Вайми с трудом узнавал в них — себя и честно пытался почувствовать себя удачливым отцом или не менее удачливым воителем — но у него, увы, плохо получалось. Казалось, что душа имеет множество граней — а земное тело вмещает лишь одну из них. Он изо всех сил старался представить себя звездой, душой, сущностью, единой во множестве лиц — но на это у него не хватало ума и это страшно его злило. Ведь это, наверное, невероятно здорово — парить в небесах и видеть весь мир разом, говоря с парящими вокруг другими душами-звёздами!
С другой стороны, висеть на одном месте всё время наверняка утомительно — Вайми точно взбесился бы. Он, скорее, предпочел бы стать планетой, луной или даже солнцем — почему нет? — но даже это казалось ему недостаточным. Он хотел быть блуждающей звездой, совершенно свободной, умеющей жить в небесах и на земле, умеющей превращаться в него-юношу (потому что для многих очень интересных действий облик звезды не подходил совершенно), умеющей превращаться во что угодно: течь ручьем, плыть по лесу вечерним туманом, распадаться на миллионы летающих независимо глаз — но, увы, пока что был заперт в одном этом теле. Оно тоже ему нравилось — но его было ему слишком мало.
Он подолгу глядел на свою звезду, раз за разом бросая к ней мысли в надежде получить хоть какой-то отклик, просто увидеть мир ОТТУДА — но у него ничего не получалось. Или получалось, но он не знал, взаправду ли: иногда плохо иметь слишком развитое воображение. Но даже сама мысль о том, что его звезда — самая яркая, грела ему душу. Цвет её, правда, казался ему странным — он предпочел бы темно-синий, под цвет глаз — и изо всех сил старался разгадать и эту загадку. Какой была его истинная сущность? Темно-синей и мятущейся, словно блуждающий в пространстве океан? Огненно-золотой, тянущей в бесконечность бесчисленные глаза лучей? Ещё какой-то — тем, что он даже не способен представить?
Он изо всех сил старался это понять — пока, наконец, не доходил до того, что казался себе всем разом и, разозлившись, бросал эту затею.

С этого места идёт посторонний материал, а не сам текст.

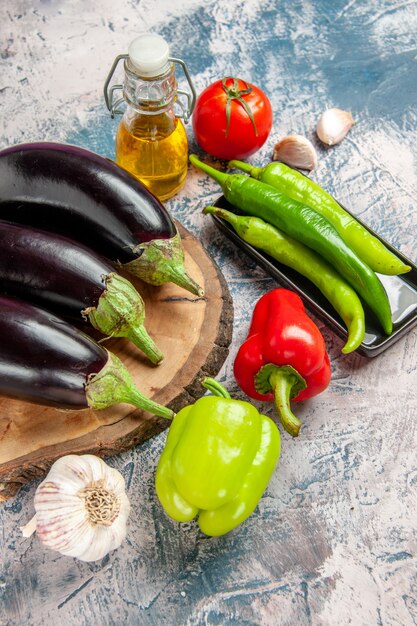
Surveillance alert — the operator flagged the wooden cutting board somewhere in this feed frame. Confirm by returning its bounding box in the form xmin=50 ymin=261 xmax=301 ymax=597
xmin=0 ymin=225 xmax=233 ymax=500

Ведь, в самом деле, нельзя же быть одним — а потом другим, или даже разным в одно и то же время? Или, всё же — можно?
Вайми сунул руку за борт, плеснул водой в лицо, фыркнул, помотал головой и опомнился. Высокое небо над головой стало почти пустым. Лишь на западе, над тёмной Обзорной горой, тянулись острые, чёткие, синие облака. Первые звезды загорались в недоступной выси, и, глядя на них, Вайми думал, что там, среди бесчисленных светил, откуда пришёл ОН, нет печали.
Глава 12
На рассвете лодку прибило к берегу. Вайми разбудили холодные брызги волн, бьющих в борт. Он спал сидя, свернувшись в тугой клубок и накинув сверху кусок ткани, служивший набедренной повязкой. Во сне он замёрз, босые ступни застыли в луже собравшейся на дне лодки воды, всё тело затекло и мышцы ныли, словно после хорошей трепки. Тем не менее, шевелиться не хотелось — ведь, едва он поднимется, станет ещё холоднее.
Юноша вспомнил свой сон — он стоял на полянке совсем без ничего, отчаянно прикрывая руками самое дорогое — кажется, уши? — а вокруг тесным кружком стояли девушки и смотрели на него очень странно — словно хотели чего-то. Брр! Или не брр? Девушки же тёплые…
Вайми вздохнул. Совершенно непонятно, что интереснее — спать и видеть сны или видеть что-то наяву.